Vladimir Poutine a ordonné lundi soir à son armée d’entrer dans les territoires séparatistes de l’est de l’Ukraine. Le président avait déclaré un peu plus tôt, lors d’une allocution télévisée, reconnaître l’indépendance de deux territoires prorusses de l’est de l’Ukraine, soit Donetsk et Lougansk. Dans une longue adresse télévisée, dans laquelle il a laissé apparaître des moments de colère, M. Poutine a intimé à l’Ukraine de cesser immédiatement «ses opérations militaires» contre les séparatistes, au risque d’assumer «la responsabilité de la poursuite de l’effusion de sang». Il a par la suite demandé au ministère de la Défense que «les forces armées de la Russie [y assument] les fonctions de maintien de la paix».

Réunion d’urgence du Conseil de sécurité de l’ONU

PHOTO TIMOTHY A. CLARY, AGENCE FRANCE-PRESSE

Réunion d’urgence du Conseil de sécurité de l’ONU, à New York, lundi soir

Le Conseil de sécurité de l’ONU a tenu lundi soir une réunion d’urgence à New York. L’ONU et une majorité de membres du Conseil de sécurité ont dénoncé les actions de la Russie. «Les frontières internationalement reconnues de l’Ukraine resteront inchangées, peu importe les déclarations et les actions de la Russie», a déclaré l’ambassadeur de l’Ukraine à l’ONU, Sergiy Kyslytsya. La désignation de l’armée russe comme «force de maintien de la paix», pour justifier son entrée dans les territoires séparatistes de l’est de l’Ukraine, est «un non-sens», a aussi assené l’ambassadrice des États-Unis aux Nations Unies, Linda Thomas-Greenfield. La Russie n’a pas fermé la porte à la diplomatie pour résoudre la crise, mais empêchera un «bain de sang» dans les territoires séparatistes de l’est du pays, a assuré l’ambassadeur du Kremlin à l’ONU, Vassily Nebenzia.

ILS ONT DIT

PHOTO EFREM LUKATSKY, ARCHIVES ASSOCIATED PRESS

Volodymyr Zelensky, président de l’Ukraine

Nous n’avons peur de rien ni de personne. Nous ne devons rien à personne. Et nous ne donnerons rien à personne.

Volodymyr Zelensky, président de l’Ukraine

PHOTO ADRIAN WYLD, LA PRESSE CANADIENNE

Justin Trudeau, premier ministre du Canada

[Le Canada] rejette et condamne les décrets russes ordonnant l’envoi de forces militaires en Ukraine. On soutient toujours la souveraineté, l’intégrité territoriale et l’indépendance de l’Ukraine.
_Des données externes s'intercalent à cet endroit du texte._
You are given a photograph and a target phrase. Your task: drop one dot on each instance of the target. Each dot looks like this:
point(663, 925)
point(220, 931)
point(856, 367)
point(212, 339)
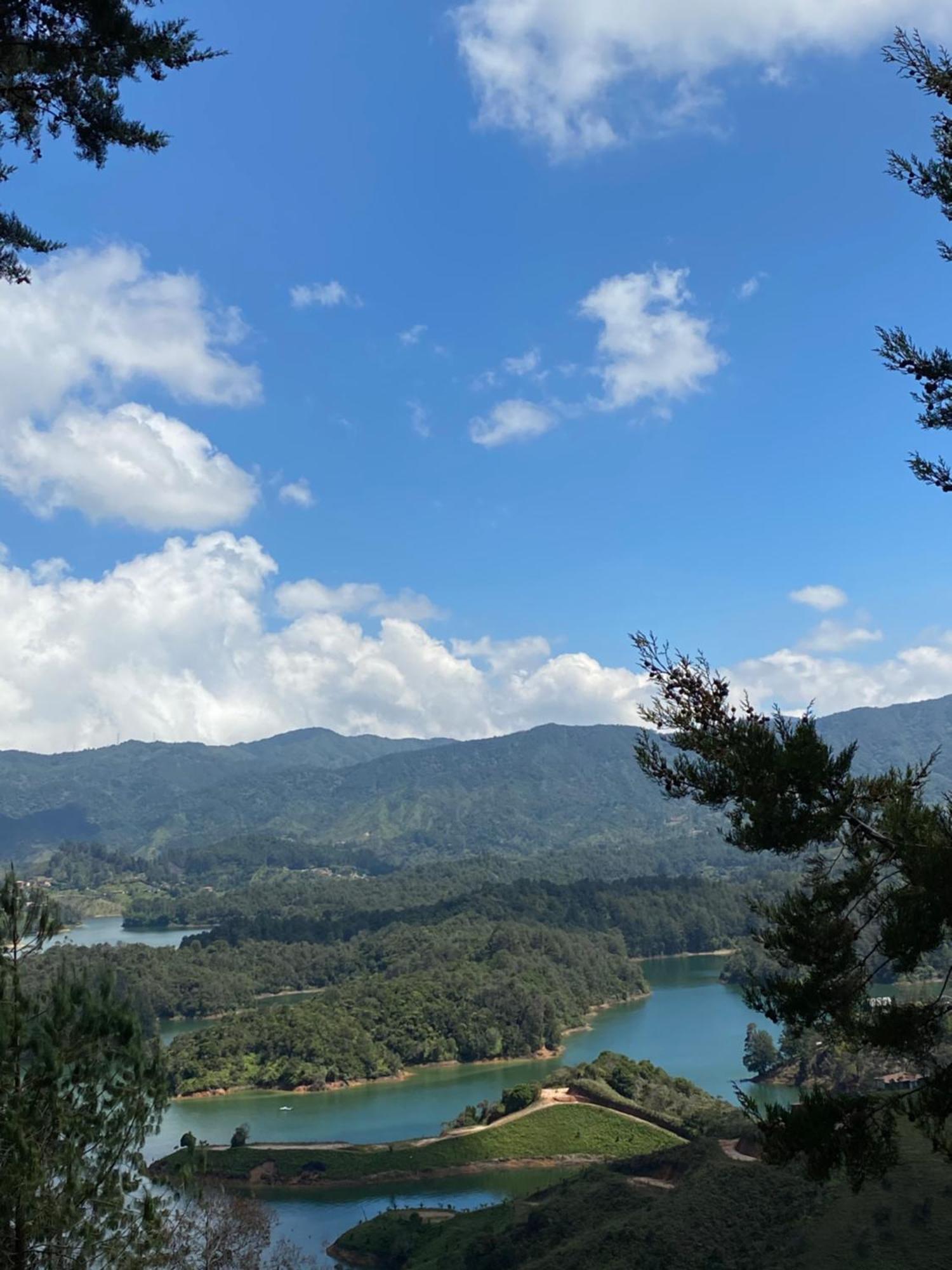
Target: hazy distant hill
point(898, 737)
point(553, 787)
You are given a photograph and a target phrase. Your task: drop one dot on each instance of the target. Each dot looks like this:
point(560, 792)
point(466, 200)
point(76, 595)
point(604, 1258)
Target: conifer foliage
point(63, 65)
point(929, 178)
point(875, 892)
point(79, 1093)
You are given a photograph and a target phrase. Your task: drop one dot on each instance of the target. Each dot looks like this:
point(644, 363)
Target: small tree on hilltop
point(875, 895)
point(760, 1051)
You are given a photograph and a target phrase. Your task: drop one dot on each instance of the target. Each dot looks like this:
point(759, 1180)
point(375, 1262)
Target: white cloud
point(131, 464)
point(833, 637)
point(512, 421)
point(420, 418)
point(525, 365)
point(794, 679)
point(310, 596)
point(651, 346)
point(194, 642)
point(751, 288)
point(89, 326)
point(585, 77)
point(101, 321)
point(822, 596)
point(328, 295)
point(412, 336)
point(176, 646)
point(298, 492)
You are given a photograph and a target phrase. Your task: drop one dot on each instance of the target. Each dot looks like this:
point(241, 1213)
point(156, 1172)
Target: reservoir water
point(692, 1026)
point(110, 930)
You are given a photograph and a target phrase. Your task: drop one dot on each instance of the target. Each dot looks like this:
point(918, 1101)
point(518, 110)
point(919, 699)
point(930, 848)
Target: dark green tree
point(79, 1093)
point(930, 178)
point(63, 65)
point(760, 1051)
point(875, 893)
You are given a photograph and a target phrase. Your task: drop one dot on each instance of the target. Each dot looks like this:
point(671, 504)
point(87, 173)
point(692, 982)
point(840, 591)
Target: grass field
point(567, 1130)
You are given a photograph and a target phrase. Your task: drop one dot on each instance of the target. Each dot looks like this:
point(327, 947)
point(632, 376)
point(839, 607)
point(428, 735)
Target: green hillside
point(713, 1215)
point(550, 788)
point(549, 1133)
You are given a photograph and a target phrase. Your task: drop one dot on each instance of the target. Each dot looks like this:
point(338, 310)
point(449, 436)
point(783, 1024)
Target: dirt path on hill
point(546, 1099)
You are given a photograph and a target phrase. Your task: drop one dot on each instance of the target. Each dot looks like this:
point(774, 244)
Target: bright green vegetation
point(720, 1213)
point(643, 1089)
point(553, 1132)
point(329, 942)
point(461, 991)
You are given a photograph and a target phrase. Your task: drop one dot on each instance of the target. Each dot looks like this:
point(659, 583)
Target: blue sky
point(519, 199)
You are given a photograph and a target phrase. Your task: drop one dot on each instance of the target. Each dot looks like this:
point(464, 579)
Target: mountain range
point(550, 788)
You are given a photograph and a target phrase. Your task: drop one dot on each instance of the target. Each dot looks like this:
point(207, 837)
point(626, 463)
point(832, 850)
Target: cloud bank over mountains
point(199, 642)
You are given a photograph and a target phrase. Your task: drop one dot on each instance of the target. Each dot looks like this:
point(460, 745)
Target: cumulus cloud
point(195, 642)
point(526, 365)
point(420, 418)
point(178, 645)
point(651, 345)
point(328, 295)
point(310, 596)
point(822, 596)
point(89, 326)
point(833, 637)
point(412, 336)
point(585, 77)
point(131, 464)
point(102, 321)
point(512, 421)
point(751, 286)
point(298, 493)
point(795, 679)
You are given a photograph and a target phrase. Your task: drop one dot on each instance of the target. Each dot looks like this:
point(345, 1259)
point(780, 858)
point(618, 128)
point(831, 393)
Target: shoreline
point(408, 1073)
point(406, 1175)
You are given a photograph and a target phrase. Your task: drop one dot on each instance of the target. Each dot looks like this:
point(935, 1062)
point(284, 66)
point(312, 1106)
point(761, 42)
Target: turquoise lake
point(692, 1026)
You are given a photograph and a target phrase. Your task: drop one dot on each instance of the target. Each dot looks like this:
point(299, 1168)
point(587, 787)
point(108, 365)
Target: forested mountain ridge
point(552, 787)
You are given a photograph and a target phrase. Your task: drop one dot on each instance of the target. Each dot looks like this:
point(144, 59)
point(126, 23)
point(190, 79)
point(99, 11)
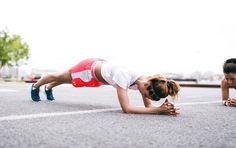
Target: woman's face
point(230, 78)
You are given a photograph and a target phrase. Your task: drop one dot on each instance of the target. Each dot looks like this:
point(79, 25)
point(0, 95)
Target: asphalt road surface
point(92, 118)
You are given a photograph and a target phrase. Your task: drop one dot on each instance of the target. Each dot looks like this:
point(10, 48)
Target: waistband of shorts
point(93, 66)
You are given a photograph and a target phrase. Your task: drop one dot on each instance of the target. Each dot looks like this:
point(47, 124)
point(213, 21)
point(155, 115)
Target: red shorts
point(83, 74)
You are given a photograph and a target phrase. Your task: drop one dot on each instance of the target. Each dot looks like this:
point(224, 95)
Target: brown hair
point(163, 86)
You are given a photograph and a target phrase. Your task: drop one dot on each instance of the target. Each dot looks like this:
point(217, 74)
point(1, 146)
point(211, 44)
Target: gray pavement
point(91, 117)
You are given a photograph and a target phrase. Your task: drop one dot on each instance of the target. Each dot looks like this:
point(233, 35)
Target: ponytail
point(164, 87)
point(173, 88)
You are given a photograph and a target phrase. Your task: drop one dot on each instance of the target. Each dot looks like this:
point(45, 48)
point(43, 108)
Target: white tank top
point(118, 75)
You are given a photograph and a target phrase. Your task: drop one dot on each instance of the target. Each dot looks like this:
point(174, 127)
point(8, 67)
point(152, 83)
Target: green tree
point(12, 49)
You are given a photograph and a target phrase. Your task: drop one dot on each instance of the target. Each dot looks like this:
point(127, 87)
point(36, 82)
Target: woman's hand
point(168, 108)
point(232, 102)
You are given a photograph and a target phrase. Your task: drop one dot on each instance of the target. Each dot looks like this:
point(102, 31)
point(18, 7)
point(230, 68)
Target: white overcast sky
point(154, 36)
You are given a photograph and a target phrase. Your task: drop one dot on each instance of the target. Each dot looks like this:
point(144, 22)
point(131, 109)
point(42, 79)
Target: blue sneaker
point(49, 94)
point(35, 94)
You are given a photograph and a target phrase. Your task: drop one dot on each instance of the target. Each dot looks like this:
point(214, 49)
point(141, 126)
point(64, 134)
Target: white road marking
point(43, 115)
point(197, 103)
point(7, 90)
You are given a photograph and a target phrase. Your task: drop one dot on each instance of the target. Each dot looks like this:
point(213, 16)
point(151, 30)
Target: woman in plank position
point(96, 72)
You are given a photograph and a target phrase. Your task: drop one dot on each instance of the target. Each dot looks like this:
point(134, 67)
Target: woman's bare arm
point(165, 108)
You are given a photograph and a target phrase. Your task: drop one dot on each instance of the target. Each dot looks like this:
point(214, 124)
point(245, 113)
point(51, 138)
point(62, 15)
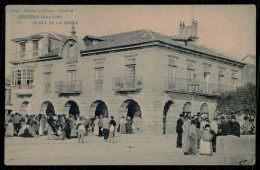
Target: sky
point(227, 28)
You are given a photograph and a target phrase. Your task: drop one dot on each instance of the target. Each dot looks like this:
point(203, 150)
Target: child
point(59, 132)
point(193, 138)
point(81, 133)
point(112, 124)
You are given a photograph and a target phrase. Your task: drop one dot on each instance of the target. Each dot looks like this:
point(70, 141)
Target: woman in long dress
point(122, 122)
point(185, 136)
point(206, 141)
point(96, 129)
point(41, 127)
point(51, 135)
point(10, 128)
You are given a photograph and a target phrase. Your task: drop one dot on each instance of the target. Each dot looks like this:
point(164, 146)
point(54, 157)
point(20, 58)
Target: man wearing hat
point(224, 129)
point(247, 128)
point(234, 126)
point(179, 131)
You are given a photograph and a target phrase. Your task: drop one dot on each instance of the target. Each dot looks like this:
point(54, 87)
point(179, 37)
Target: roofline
point(26, 38)
point(175, 47)
point(154, 43)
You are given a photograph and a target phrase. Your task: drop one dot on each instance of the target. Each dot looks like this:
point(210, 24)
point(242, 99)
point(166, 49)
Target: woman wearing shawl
point(96, 129)
point(73, 133)
point(185, 138)
point(122, 122)
point(10, 128)
point(206, 141)
point(51, 135)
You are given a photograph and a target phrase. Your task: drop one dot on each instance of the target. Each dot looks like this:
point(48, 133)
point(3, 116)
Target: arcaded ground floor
point(127, 150)
point(156, 112)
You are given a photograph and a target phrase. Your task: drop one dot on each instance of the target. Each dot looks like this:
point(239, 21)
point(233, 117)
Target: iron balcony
point(174, 84)
point(127, 83)
point(65, 87)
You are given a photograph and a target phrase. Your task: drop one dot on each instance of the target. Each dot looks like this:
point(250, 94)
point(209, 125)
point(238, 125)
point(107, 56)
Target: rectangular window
point(190, 71)
point(99, 79)
point(47, 78)
point(171, 71)
point(22, 49)
point(10, 96)
point(30, 77)
point(35, 48)
point(24, 77)
point(99, 74)
point(13, 78)
point(130, 73)
point(72, 77)
point(18, 77)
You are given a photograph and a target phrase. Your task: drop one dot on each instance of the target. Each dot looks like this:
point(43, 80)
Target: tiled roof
point(54, 52)
point(7, 81)
point(40, 35)
point(144, 36)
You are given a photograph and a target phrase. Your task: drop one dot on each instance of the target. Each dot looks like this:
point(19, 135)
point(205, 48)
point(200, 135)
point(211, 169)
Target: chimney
point(189, 31)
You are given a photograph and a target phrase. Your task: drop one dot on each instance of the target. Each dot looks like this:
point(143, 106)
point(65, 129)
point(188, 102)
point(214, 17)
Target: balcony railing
point(25, 54)
point(26, 90)
point(47, 88)
point(99, 85)
point(186, 85)
point(64, 87)
point(128, 83)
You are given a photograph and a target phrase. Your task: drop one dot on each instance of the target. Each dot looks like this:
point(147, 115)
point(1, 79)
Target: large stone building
point(249, 70)
point(8, 96)
point(138, 73)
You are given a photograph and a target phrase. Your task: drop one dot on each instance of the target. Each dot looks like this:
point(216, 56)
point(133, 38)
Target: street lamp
point(193, 87)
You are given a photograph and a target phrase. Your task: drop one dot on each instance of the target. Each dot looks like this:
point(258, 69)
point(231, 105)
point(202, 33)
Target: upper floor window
point(171, 68)
point(22, 49)
point(35, 48)
point(220, 76)
point(99, 78)
point(99, 74)
point(22, 77)
point(191, 71)
point(71, 77)
point(234, 79)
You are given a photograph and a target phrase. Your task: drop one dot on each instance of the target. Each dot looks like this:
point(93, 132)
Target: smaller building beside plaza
point(139, 73)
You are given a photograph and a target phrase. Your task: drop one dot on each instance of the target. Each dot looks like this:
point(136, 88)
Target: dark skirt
point(179, 140)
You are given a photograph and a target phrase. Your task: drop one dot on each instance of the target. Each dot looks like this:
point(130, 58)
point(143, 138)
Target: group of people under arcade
point(60, 127)
point(196, 134)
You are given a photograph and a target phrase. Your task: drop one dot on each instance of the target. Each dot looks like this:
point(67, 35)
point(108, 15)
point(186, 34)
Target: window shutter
point(130, 61)
point(190, 66)
point(99, 64)
point(172, 62)
point(47, 70)
point(221, 73)
point(234, 75)
point(206, 70)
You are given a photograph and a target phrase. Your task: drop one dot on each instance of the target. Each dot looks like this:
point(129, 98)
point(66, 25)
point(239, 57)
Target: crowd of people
point(64, 126)
point(196, 134)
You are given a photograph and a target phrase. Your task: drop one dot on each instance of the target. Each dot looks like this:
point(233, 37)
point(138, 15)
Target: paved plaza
point(127, 150)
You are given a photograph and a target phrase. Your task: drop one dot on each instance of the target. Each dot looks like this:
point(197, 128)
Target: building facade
point(8, 96)
point(138, 74)
point(249, 70)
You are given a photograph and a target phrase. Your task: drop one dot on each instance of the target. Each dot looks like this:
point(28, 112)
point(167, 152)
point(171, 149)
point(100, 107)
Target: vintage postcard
point(130, 85)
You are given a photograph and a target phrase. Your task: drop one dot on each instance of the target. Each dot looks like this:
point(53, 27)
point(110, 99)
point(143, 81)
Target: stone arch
point(130, 108)
point(24, 107)
point(204, 110)
point(169, 118)
point(98, 108)
point(47, 108)
point(187, 107)
point(71, 107)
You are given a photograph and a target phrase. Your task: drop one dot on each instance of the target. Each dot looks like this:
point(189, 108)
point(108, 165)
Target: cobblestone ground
point(127, 150)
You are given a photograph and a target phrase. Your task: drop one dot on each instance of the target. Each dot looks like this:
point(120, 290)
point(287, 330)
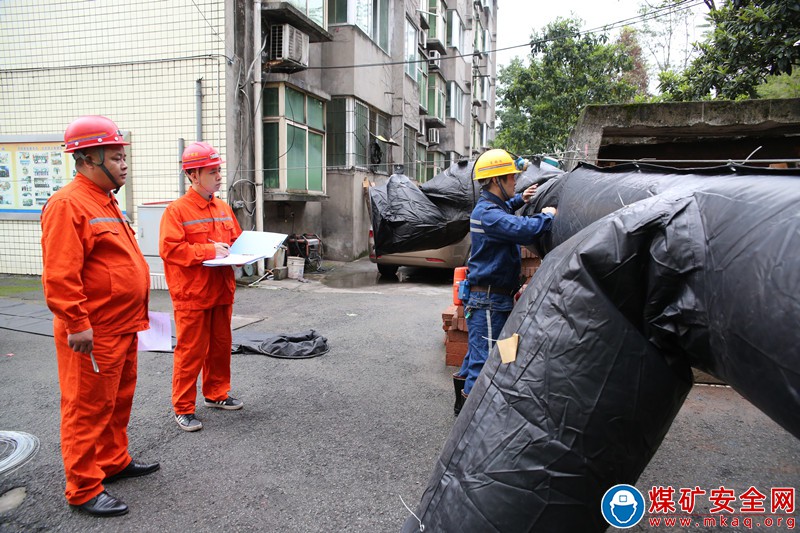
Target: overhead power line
point(651, 15)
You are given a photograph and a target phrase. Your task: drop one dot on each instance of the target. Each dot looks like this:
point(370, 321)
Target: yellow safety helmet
point(494, 163)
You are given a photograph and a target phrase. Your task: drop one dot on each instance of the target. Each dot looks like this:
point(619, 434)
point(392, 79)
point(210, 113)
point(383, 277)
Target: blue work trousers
point(486, 316)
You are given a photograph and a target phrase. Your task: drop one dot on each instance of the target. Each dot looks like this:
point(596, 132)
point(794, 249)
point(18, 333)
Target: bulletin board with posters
point(32, 169)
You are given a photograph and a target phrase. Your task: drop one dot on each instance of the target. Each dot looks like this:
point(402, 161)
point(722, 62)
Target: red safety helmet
point(200, 155)
point(92, 130)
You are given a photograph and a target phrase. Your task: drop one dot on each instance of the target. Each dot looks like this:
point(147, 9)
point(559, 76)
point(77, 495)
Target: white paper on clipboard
point(250, 247)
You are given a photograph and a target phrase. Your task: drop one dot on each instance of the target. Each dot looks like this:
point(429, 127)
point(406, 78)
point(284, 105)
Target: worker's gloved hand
point(82, 341)
point(519, 293)
point(528, 193)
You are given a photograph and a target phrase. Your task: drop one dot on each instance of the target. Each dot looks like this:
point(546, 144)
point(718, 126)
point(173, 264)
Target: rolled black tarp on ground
point(704, 271)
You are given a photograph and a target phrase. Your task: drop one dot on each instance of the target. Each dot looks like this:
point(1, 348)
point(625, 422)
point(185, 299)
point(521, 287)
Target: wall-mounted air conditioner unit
point(288, 45)
point(422, 38)
point(434, 59)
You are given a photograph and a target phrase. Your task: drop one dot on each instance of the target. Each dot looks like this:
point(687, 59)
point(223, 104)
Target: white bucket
point(295, 265)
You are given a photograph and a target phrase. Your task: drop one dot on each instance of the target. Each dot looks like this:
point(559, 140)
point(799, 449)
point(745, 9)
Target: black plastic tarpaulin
point(408, 218)
point(684, 269)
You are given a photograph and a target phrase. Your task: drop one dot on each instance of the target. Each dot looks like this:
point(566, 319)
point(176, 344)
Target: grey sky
point(517, 19)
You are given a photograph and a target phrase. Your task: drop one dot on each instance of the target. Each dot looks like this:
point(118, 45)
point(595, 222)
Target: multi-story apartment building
point(308, 100)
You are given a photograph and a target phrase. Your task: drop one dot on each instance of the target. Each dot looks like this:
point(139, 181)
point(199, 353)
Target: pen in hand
point(223, 249)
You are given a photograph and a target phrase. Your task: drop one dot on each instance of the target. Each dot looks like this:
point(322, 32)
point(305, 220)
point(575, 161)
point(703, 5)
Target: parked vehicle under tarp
point(650, 272)
point(408, 218)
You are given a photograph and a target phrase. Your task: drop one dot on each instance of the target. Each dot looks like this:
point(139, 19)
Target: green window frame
point(294, 140)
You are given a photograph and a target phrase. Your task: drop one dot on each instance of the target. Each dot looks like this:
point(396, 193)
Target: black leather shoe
point(103, 504)
point(133, 469)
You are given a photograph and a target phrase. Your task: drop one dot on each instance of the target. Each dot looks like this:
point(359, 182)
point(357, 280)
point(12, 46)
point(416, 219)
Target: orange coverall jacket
point(189, 227)
point(94, 274)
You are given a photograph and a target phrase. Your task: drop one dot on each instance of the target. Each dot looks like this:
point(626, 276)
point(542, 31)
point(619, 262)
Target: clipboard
point(249, 248)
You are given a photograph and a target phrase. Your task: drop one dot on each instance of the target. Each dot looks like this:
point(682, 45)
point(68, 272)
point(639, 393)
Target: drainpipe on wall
point(181, 176)
point(198, 108)
point(258, 131)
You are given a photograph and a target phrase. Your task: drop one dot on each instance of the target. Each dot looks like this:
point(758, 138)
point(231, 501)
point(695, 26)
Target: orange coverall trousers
point(95, 409)
point(204, 342)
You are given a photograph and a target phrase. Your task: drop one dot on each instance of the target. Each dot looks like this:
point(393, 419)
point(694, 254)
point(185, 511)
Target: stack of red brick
point(455, 325)
point(455, 335)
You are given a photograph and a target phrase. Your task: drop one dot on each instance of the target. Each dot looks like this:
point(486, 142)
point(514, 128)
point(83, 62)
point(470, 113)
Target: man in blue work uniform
point(494, 264)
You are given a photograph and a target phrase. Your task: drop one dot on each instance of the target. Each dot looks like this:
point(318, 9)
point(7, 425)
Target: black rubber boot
point(458, 387)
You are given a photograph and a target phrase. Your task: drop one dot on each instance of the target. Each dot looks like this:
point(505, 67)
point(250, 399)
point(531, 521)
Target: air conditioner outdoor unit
point(434, 59)
point(288, 44)
point(423, 38)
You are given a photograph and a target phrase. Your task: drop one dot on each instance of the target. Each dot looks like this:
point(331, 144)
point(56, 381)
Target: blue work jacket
point(496, 234)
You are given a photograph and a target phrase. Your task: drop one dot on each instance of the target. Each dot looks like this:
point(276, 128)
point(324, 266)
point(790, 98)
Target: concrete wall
point(135, 62)
point(689, 130)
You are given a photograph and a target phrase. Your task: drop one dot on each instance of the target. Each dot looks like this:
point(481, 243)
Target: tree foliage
point(637, 76)
point(540, 103)
point(750, 41)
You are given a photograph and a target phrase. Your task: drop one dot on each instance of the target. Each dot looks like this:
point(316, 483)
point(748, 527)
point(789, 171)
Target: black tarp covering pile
point(537, 173)
point(699, 269)
point(407, 218)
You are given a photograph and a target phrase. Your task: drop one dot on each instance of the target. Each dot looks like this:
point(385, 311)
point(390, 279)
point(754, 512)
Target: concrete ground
point(334, 443)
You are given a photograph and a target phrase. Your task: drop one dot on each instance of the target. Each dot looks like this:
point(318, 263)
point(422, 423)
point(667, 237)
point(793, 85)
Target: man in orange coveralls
point(96, 282)
point(196, 227)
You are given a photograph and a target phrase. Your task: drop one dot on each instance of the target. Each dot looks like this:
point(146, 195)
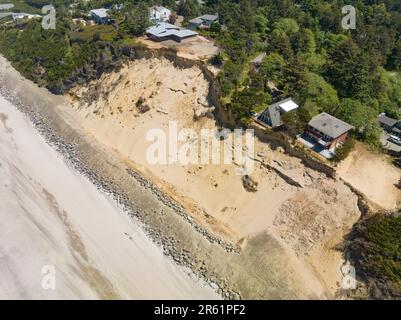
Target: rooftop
point(209, 17)
point(6, 6)
point(383, 119)
point(101, 13)
point(259, 58)
point(329, 125)
point(286, 105)
point(164, 29)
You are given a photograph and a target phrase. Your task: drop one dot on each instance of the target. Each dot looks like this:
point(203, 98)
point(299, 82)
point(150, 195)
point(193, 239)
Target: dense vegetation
point(376, 254)
point(352, 74)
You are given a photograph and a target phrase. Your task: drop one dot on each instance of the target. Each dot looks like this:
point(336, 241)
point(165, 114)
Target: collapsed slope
point(308, 217)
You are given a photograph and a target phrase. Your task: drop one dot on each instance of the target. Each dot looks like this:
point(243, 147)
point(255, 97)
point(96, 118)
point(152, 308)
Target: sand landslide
point(304, 211)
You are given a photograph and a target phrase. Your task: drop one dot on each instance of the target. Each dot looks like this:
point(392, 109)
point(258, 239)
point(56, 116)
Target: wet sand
point(50, 215)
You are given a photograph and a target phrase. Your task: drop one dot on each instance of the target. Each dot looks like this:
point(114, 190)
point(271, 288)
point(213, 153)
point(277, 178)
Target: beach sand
point(52, 216)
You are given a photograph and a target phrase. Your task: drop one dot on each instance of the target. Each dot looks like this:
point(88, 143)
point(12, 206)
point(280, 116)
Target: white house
point(159, 14)
point(100, 16)
point(272, 114)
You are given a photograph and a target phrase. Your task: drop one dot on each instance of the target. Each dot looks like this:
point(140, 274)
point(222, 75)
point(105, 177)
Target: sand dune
point(52, 216)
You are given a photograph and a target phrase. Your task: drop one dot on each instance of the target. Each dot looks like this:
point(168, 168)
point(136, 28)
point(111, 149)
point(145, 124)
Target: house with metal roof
point(392, 126)
point(203, 22)
point(100, 16)
point(6, 6)
point(271, 116)
point(327, 131)
point(159, 14)
point(166, 31)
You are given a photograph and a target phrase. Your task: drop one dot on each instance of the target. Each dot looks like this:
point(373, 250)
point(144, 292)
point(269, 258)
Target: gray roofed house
point(329, 125)
point(100, 15)
point(6, 6)
point(204, 21)
point(387, 122)
point(392, 126)
point(166, 31)
point(326, 133)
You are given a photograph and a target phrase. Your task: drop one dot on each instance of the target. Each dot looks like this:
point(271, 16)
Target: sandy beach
point(50, 215)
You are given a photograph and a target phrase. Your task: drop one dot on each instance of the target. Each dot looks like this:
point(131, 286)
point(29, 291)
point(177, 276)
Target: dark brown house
point(328, 131)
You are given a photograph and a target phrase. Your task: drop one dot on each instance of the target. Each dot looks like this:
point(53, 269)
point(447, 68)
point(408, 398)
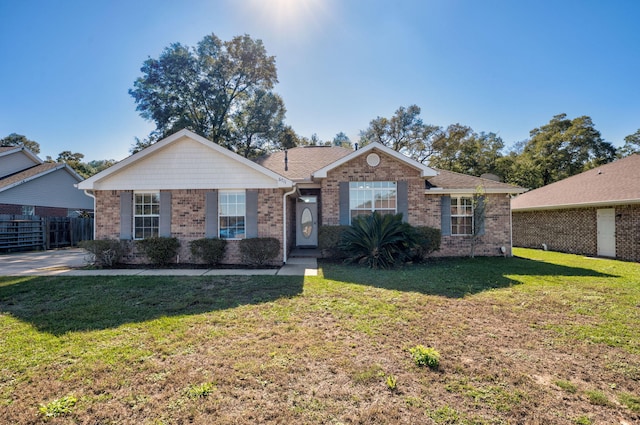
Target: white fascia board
point(88, 184)
point(602, 204)
point(425, 171)
point(441, 190)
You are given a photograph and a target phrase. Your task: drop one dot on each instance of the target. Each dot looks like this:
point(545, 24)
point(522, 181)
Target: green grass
point(516, 337)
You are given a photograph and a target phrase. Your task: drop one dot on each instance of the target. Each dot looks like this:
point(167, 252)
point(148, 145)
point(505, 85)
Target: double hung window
point(146, 214)
point(462, 216)
point(232, 214)
point(367, 197)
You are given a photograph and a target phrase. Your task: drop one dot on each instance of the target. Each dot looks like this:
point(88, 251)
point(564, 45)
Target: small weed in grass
point(598, 398)
point(567, 386)
point(58, 407)
point(392, 383)
point(445, 415)
point(631, 401)
point(200, 390)
point(583, 420)
point(425, 356)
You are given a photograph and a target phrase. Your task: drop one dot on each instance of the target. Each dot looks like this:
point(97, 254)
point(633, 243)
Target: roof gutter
point(284, 222)
point(90, 194)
Justin Trudeau, premier ministre du Canada

PHOTO FOURNIE PAR LA MAISON-BLANCHE, REUTERS

Joe Biden, président des États-Unis

J’ai signé un décret exécutif pour empêcher la Russie de tirer profit de ses violations flagrantes du droit international.

Joe Biden, président des États-Unis

PHOTO JOHANNA GERON, ARCHIVES ASSOCIATED PRESS

Emmanuel Macron, président de la République française

En reconnaissant les régions séparatistes de l’est de l’Ukraine, la Russie viole ses engagements et porte atteinte à la souveraineté de l’Ukraine. Je condamne cette décision.

Emmanuel Macron, président de la République française

PHOTO THOMAS KIENZLE, ARCHIVES AGENCE FRANCE-PRESSE

Ursula von der Leyen, présidente de la Commission européenne

La reconnaissance de deux territoires séparatistes en Ukraine est une violation flagrante des lois internationales, de l’intégrité territoriale de l’Ukraine et des accords de Minsk.

Ursula von der Leyen, présidente de la Commission européenne

PHOTO DARRIAN TRAYNOR, ARCHIVES ASSOCIATED PRESS

Scott Morrison, premier ministre de l’Australie

[Les actions russes sont] inacceptables, non provoquées et injustifiées.